In [None]:
#hide
#default_exp models

# Dual Store ICMR Prototype
With this version of the model, we make two kinds of modifications. 

## Theoretical Modifications
Theoretically, we make a major modification to the ICMR model to improve comparison with CMR dynamics.

In particular, we separate item and contextual features when representing each `experience`'s associated
memory `trace`. If item features or context don't exist or aren't relevant for specification of a particular
trace, that part of the trace representation will just be a zero vector.

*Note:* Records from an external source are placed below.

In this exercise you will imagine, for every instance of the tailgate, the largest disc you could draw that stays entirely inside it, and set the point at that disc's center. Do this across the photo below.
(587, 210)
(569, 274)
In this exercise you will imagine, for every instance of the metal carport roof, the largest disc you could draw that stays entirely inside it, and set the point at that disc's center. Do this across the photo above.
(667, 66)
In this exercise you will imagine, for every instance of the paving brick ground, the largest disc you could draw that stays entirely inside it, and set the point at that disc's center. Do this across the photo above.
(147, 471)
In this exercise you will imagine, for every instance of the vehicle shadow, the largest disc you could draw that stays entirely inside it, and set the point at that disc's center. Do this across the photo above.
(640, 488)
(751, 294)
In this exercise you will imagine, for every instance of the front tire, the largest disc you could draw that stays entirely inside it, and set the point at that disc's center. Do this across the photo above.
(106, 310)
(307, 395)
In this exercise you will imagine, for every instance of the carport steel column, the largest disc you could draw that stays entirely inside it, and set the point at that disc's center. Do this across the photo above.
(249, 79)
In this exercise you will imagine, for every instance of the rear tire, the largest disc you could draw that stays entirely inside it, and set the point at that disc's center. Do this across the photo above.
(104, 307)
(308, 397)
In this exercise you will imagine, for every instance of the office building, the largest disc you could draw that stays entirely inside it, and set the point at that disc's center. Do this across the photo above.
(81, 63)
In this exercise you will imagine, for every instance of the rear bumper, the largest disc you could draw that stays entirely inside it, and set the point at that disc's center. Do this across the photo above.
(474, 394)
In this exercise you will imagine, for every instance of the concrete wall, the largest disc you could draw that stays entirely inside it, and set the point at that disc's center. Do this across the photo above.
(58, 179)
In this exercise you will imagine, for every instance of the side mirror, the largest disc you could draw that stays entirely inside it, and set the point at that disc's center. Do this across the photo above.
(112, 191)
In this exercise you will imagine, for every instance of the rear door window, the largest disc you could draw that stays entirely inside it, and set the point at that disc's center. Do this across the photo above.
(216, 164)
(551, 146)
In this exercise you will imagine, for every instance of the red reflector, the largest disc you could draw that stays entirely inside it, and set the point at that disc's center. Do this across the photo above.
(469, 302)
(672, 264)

This enables us to organize retrieval selectively. A feature `echo` associated with the current `context`
representation can be obtained by presenting `context` with a null `feature` representation as a `probe` to
`memory`, effectively performing the role of CMR's `Mcf`. Similarly, item features can be presented with null
context features as a memory probe to measure relevant contextual associations, operating similarly to CMR's
`Mfc`.

Besides this, we also make substantial modifications to our retrieval mechanism. Before, item activations
were computed by comparing the current contextual representation to each item's feature representation. Now,
we'll try an operation that hews better with the classical `echo` mechanism. We'll present `context` as a cue
to memory in the manner described above, and use the resulting trace activations to determine recall
competition. 

The way CMR and instance models compute similarity-based activation are quite similar, but a potentially
important distinction is that while CMR generates activations for every item that might be recalled, instance
models' echo mechanism measures activations for every stored trace. So if the same item has been presented
repeatedly, activation vectors at minimum will exhibit different lengths. In the current version of the
model, we allow traces associated with the same items to compete with one another in the activation function.
However, once an item is recalled, we still rule out repeated recall of the same item for the rest of the
experiment. This is expected to lead to similar recall dynamics as to how CMR organizes recall.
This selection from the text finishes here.